The one clear biographical detail provided to us (other than her place of origin, Magdala or modern-day Migdal) is that she was once possessed by seven demons (Luke 8:2). This might seem like a straightforward spiritual flaw, but demonic possession in the ancient world was more ambiguous than it is today. Women, by virtue of the heightened porosity of their body, were considered more susceptible to demonic possession than men. For the ancient Greeks, this is one of the things that made women such excellent prophets.

Some modern interpreters want to diagnose Mary with mental illness, often with the commendable goal of providing comfort to those who struggle with mental illness today. But it is worth recognizing that, to an ancient reader, her condition, while negative, was suggestive of heightened supernatural receptivity and sensitivity. After all, in the Gospel of Mark it’s those who were possessed with demons that could recognize who Jesus was.

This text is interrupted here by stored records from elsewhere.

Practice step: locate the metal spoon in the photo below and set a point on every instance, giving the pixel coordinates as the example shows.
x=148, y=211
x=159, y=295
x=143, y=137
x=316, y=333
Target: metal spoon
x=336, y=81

But we do know she had money

What the Bible does tell us about Mary is that she was comparatively wealthy. Along with Joanna, Suzanna, and other women she traveled with Jesus. And it is these women who are specifically mentioned as having “provided for” the group out of their financial resources. In ancient terms, therefore, Mary Magdalene was one of Jesus’ patrons. Where did her money come from? We aren’t entirely sure, but Magdala was a fishing town so it is possible that she owned some kind of fishing business. The fact that she did support Jesus financially adds further weight to the argument that she wasn’t a prostitute; as classicist Kyle Harper has written, your average prostitute earned about the price of a loaf of bread per customer. A prostitute would not have been in a position to sponsor a messiah.

All of this makes Mary’s fate that much more tragic. Imagine devoting your time and money to supporting a fledgling religious movement only to have history remember you as one of its greatest whores?